The good news is that if your pension fails, there's a backstop provided by the Pension Benefit Guaranty Corporation. That U.S. government agency will cover your payments up to a maximum level that's based on your age and accrued benefits when the pension failed. For a 65 year old, that maximum is currently $55,840.92.

The bad news -- pensions are a dying breed. For instance, when Hostess Brands entered bankruptcy liquidation, it became the latest in a long list of companies to terminate its plan. To top it off, while the existing retirees may still be protected by the government backstop, younger Hostess employees aren't so lucky. A 45-year-old, for instance, will be able to get no more than $13,960.20 a year from the guarantee.

The Bigger Pension Picture

Unfortunately, Hostess and its employees are not alone.
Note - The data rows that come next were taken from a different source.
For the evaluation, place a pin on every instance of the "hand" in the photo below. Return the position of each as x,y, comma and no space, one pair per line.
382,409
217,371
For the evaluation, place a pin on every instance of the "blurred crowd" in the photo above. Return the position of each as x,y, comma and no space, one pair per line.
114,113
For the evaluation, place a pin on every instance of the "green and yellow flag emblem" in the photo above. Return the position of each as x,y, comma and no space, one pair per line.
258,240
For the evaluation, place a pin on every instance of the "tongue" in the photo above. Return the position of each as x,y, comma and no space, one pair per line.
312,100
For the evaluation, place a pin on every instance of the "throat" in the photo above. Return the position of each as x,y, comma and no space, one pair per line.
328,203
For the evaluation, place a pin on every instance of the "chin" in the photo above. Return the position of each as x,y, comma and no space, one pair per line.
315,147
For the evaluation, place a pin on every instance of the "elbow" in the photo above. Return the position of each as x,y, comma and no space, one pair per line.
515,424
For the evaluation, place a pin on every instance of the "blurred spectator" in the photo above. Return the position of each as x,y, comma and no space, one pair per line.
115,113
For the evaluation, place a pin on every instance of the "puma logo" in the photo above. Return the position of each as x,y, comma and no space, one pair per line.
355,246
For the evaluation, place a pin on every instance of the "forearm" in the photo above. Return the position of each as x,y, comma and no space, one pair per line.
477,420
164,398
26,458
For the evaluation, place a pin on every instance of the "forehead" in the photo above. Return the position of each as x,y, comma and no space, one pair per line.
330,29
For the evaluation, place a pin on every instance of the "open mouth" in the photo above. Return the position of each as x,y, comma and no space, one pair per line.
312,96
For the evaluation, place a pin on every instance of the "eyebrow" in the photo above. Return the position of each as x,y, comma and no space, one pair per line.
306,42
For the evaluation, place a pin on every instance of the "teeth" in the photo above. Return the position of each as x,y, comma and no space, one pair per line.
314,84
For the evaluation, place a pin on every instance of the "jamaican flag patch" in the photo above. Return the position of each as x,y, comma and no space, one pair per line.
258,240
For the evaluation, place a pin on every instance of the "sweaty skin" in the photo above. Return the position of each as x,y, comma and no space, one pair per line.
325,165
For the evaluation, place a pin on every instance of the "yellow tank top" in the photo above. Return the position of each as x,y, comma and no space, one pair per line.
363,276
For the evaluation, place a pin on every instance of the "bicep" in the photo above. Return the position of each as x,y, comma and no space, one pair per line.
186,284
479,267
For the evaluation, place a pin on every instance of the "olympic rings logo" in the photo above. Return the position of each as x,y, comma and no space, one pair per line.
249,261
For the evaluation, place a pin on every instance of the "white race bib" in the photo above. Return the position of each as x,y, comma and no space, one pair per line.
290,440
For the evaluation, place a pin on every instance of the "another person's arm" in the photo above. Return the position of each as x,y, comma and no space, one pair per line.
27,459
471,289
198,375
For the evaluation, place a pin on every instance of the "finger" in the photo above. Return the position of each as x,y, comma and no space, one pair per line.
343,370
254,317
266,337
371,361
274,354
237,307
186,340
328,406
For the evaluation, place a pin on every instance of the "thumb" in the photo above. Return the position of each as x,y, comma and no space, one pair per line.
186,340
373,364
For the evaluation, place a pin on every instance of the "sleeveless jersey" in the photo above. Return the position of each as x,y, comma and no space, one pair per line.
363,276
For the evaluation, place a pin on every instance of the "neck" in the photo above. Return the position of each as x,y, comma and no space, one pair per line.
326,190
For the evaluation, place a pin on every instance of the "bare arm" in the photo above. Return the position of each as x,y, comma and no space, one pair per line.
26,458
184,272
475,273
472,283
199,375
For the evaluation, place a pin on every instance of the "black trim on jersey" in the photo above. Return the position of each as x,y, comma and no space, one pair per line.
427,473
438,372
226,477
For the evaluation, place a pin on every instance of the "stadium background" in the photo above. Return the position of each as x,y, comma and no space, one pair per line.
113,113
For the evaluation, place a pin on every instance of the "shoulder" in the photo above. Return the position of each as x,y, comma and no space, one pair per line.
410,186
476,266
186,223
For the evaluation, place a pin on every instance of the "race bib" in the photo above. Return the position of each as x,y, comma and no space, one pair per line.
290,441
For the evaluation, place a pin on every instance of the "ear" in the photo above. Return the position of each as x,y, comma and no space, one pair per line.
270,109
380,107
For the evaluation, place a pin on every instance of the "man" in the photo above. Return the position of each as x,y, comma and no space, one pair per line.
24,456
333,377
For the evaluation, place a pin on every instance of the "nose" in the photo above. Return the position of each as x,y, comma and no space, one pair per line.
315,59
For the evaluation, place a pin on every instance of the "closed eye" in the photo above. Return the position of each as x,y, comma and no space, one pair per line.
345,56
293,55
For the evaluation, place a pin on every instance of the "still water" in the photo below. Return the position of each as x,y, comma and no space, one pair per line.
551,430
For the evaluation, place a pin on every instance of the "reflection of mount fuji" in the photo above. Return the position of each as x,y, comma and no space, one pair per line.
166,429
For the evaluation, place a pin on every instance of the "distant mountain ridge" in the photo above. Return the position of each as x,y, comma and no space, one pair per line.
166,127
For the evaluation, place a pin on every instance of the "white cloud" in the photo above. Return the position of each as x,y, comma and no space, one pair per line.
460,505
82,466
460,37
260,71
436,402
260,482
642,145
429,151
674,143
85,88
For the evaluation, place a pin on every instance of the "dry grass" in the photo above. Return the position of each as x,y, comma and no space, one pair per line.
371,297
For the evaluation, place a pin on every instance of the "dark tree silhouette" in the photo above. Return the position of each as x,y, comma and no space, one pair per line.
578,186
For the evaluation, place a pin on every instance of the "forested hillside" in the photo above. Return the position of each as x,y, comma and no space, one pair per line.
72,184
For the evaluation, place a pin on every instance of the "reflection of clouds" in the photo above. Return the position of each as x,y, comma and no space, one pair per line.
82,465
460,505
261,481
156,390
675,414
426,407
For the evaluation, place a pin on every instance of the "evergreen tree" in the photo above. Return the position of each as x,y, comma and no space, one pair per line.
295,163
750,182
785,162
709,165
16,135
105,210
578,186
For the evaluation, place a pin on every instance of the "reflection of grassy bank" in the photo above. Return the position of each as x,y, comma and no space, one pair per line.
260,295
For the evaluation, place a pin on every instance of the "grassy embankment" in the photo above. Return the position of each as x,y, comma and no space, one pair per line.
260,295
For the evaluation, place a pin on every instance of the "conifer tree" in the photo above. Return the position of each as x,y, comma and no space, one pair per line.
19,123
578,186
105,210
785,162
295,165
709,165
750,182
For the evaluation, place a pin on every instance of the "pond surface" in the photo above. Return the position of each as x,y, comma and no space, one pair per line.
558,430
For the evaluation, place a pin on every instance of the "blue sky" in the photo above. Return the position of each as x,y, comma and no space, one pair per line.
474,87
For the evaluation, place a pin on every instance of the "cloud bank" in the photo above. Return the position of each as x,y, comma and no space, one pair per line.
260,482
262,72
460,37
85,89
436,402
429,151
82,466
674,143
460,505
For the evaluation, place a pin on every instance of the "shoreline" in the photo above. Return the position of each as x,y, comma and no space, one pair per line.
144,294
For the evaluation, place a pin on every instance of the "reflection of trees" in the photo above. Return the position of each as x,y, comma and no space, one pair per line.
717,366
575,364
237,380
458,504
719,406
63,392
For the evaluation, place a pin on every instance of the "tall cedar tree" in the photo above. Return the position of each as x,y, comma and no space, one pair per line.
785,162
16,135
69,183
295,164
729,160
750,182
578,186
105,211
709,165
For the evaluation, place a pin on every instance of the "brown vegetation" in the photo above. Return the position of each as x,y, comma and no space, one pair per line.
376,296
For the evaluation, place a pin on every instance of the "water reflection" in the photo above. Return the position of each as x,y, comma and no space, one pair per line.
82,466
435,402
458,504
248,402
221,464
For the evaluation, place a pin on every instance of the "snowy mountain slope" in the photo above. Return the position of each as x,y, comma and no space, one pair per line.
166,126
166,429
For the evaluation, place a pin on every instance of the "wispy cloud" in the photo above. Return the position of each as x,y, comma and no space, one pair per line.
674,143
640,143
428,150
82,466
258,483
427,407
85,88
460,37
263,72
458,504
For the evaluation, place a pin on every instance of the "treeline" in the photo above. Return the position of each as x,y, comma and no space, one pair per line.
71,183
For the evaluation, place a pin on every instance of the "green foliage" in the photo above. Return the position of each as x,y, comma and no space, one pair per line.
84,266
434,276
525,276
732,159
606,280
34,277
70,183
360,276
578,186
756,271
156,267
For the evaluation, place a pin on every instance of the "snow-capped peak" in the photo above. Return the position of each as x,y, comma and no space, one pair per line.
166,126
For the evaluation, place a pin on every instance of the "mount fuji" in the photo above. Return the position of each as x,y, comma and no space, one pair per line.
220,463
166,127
There was a time when the concept of a career meant working for a single employer from graduation through retirement, with a lifetime pension and a gold watch awaiting you when you were through. These days, a mere 11 of the Fortune 100 companies offer pensions to new hires, down from 90 as recently as 1998.
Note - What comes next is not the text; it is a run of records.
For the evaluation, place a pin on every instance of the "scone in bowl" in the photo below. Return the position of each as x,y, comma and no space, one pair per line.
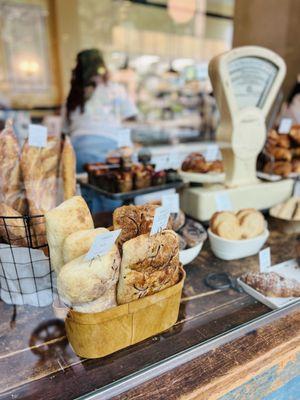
226,249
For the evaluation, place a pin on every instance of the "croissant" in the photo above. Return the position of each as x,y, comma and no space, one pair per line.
272,285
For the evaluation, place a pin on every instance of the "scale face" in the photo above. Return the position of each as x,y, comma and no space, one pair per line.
251,79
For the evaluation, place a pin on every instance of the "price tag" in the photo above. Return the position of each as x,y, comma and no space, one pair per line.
297,188
223,202
285,125
37,135
212,153
264,259
102,244
160,221
124,138
171,202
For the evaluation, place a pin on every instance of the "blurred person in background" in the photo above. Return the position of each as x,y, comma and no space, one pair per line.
94,111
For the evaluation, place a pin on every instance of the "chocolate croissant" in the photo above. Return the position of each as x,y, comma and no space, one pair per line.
272,285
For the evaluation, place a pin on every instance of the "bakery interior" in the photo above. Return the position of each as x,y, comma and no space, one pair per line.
149,199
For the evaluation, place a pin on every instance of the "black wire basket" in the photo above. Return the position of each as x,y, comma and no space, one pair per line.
26,276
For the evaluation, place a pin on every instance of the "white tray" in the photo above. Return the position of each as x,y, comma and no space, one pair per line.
196,177
288,269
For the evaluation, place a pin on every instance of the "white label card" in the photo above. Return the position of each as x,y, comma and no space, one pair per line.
37,135
102,244
223,202
285,125
297,189
211,153
264,259
160,221
124,138
171,202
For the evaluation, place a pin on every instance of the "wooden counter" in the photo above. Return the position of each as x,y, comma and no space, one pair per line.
36,361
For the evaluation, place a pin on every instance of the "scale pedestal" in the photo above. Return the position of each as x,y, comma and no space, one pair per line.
199,202
246,81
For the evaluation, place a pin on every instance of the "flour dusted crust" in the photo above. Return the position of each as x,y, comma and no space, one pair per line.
71,216
90,286
133,220
252,225
222,216
79,243
149,265
272,285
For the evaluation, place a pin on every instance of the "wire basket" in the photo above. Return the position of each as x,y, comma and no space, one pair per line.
26,276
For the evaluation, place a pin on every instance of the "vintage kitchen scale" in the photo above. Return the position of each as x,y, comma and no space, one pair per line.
246,81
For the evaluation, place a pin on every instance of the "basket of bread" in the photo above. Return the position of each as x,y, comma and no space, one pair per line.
121,296
237,235
286,216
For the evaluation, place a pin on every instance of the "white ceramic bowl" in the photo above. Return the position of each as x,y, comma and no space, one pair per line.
235,249
188,255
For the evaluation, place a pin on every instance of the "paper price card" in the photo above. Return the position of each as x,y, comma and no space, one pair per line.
124,138
223,202
285,125
171,202
212,153
160,221
264,259
296,192
37,135
102,244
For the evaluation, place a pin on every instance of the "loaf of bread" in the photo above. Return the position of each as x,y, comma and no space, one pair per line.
90,286
149,264
68,169
71,216
13,230
79,243
40,171
133,220
272,285
11,192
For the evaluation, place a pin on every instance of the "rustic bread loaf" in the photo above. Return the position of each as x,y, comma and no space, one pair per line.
79,243
90,286
273,285
133,220
70,216
149,264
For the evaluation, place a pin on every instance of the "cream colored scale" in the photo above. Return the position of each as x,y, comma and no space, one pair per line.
246,81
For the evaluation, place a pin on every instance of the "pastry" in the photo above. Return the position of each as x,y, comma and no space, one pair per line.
70,216
133,220
149,265
11,192
90,286
230,231
68,169
252,224
177,220
295,133
13,230
182,242
79,243
194,233
272,285
222,216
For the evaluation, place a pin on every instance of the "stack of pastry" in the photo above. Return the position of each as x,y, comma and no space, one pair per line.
245,224
30,185
148,263
195,162
283,151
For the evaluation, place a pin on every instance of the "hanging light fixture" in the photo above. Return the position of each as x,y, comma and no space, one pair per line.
181,11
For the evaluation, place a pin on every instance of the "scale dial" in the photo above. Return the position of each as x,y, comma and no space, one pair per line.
251,80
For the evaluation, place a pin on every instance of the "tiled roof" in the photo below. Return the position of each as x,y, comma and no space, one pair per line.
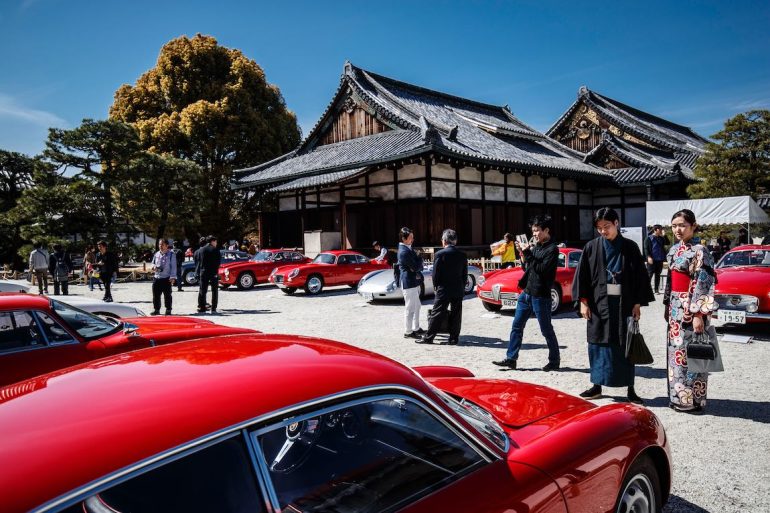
316,180
423,121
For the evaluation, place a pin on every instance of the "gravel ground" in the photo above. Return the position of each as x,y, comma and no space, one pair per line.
721,459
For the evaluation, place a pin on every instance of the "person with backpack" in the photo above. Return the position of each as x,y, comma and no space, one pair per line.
60,267
38,267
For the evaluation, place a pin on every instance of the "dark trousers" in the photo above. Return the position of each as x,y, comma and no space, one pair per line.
161,286
541,307
65,286
655,269
441,308
205,281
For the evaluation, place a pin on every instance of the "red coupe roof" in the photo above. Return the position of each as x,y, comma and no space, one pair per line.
105,415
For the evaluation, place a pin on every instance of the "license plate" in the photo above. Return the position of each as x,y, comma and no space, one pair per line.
732,316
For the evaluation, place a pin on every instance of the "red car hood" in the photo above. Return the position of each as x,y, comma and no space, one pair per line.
513,403
751,279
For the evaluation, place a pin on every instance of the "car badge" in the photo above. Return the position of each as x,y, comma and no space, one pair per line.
496,291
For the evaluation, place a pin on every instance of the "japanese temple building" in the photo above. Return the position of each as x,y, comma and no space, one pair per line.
387,154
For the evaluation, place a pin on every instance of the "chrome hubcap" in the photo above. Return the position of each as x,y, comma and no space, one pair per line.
314,284
638,496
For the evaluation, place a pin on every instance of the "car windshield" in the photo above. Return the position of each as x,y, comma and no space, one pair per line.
743,258
324,258
263,256
86,324
478,417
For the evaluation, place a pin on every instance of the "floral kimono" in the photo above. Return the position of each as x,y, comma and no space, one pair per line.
689,291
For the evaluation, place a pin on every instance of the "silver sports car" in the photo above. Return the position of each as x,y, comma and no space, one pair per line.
380,285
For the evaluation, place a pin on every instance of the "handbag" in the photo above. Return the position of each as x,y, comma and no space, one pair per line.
637,351
703,354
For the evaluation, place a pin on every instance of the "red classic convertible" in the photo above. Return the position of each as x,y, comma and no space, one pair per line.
743,285
39,334
498,289
246,274
229,425
329,268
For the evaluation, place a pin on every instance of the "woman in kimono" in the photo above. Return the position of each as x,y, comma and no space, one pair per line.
612,284
689,302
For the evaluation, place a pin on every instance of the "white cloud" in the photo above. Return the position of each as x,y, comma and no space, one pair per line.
11,108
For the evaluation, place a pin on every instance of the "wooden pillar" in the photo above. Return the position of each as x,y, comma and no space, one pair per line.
344,218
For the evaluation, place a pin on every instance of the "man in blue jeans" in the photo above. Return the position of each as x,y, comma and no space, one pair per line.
540,262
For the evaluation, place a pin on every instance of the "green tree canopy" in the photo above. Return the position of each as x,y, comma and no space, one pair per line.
739,162
213,106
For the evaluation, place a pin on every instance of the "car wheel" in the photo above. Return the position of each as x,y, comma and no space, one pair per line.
470,283
245,281
190,278
555,299
640,491
314,284
491,307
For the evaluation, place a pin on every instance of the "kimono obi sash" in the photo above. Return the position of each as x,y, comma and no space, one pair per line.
680,282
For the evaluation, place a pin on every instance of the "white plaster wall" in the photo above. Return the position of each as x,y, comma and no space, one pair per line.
494,193
515,194
443,189
411,190
382,191
494,176
535,195
381,176
411,171
442,171
470,191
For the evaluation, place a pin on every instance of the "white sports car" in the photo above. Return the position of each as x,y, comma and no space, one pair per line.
95,306
379,285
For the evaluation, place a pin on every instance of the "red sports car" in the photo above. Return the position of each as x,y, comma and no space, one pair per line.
230,425
246,274
327,269
743,285
498,289
39,334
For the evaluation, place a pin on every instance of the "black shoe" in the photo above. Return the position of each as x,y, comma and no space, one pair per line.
508,362
633,398
594,392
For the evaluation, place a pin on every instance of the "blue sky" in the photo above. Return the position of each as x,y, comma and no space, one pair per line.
694,62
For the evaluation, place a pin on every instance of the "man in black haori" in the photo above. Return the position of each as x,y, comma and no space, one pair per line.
612,284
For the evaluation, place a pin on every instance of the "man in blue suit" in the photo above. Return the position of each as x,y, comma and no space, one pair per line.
410,270
450,272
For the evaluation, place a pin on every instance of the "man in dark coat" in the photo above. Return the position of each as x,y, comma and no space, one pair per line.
107,262
450,272
208,263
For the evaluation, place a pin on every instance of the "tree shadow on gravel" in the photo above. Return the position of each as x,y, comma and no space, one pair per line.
677,504
749,410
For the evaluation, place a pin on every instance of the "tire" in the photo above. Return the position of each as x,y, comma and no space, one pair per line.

In recent years, airlines like Delta (DAL), United (UAL), and US Airways (LCC) have turned pensions over to the PBGC as part of their bankruptcy proceedings. All told, the PBGC manages payments for around 4,500 plans in total. During its Fiscal Year 2012 alone, the agency took over for more than 150 pension plans

With the hopes of a pension dwindling, that leaves you with two tools for your retirement planning: Social Security and your own savings.

Make That One-and-a-Half Tools

On average, Social Security covers around 40 percent of a person's pre-retirement income. That's a government-guaranteed payment, at least until the money in the Trust Fund runs out.

The Trust Fund is currently expected to be empty in 2033, but thanks to today's remarkably low interest rates, that projection may soon be revised to an even earlier date.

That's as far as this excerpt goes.